The LAO report also debunks some myths about the impacts of residential construction. For example, many believe that new housing doesn’t help low-income families because new homes tend to cater to wealthier households. While this tends to be true initially, residences initially built for the rich aren’t tied to that market forever.

“New housing generally becomes less desirable as it ages and, as a result, becomes less expensive over time,” the study says. “Market–rate housing constructed now will therefore add to a community’s stock of lower–cost housing in the future as these new homes age and become more affordable.”

The Legislative Analyst’s Office concedes that remedying California’s housing crisis will come neither quickly nor easily.

“The changes needed to bring about significant increases in housing construction undoubtedly will be difficult and will take many years to come to fruition,” the LAO says. “Policy makers should nonetheless consider these efforts worthwhile. In time, such an approach offers the greatest potential benefits to the most Californians.”

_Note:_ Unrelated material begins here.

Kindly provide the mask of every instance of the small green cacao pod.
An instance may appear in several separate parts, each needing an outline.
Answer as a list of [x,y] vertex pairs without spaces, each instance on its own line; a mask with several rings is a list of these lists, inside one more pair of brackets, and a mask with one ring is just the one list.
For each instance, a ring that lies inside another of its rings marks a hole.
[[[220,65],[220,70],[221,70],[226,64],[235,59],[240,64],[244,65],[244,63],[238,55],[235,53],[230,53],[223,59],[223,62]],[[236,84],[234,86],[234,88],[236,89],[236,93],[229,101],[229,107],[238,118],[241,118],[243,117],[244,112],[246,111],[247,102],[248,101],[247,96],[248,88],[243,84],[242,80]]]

Voters reject rent control in 3 of 5 cities

Voters in the November election rejected strict rent control laws in Burlingame, San Mateo and Alameda but approved them in Richmond and Mountain View.

In Burlingame and Alameda, voters rejected rent control by a roughly 2-1 margin. Ballots cast in favor of Burlingame’s Measure R garnered 33 percent of the vote, while yes votes for Alameda’s M1 earned 34 percent. In San Mateo, the rent control measure also failed decidedly, with Measure Q receiving just 39 percent approval.

Despite a strong campaign to defeat rent control, Richmond’s Measure L won approval with 64 percent of the vote. Among other things, Measure L has:

  • Rolled rents back to July 2015 levels
  • Limited rent increases to the rate of inflation (CPI)
  • Imposed strict eviction controls
  • Established a rent commission to oversee the rental housing industry in Richmond

Mountain View’s rent control initiative, Measure V, passed with 53 percent of the vote. Enforcement of the law is on hold pending a lawsuit challenging the measure’s constitutionality.

If utlimately implmeneted, Measure V, among other things, will:

  • Roll rents back to October 2015 levels
  • Cap rent increases between 2 percent and 5 percent per year based on CPI with banking unused increases up to 10 percent
  • Impose strict eviction controls
  • Require owners to allow family members of tenants to move in without a credit check so long as the occupancy standards are not exceeded
  • Establish a rent commission to oversee the rental housing industry in Mountain View.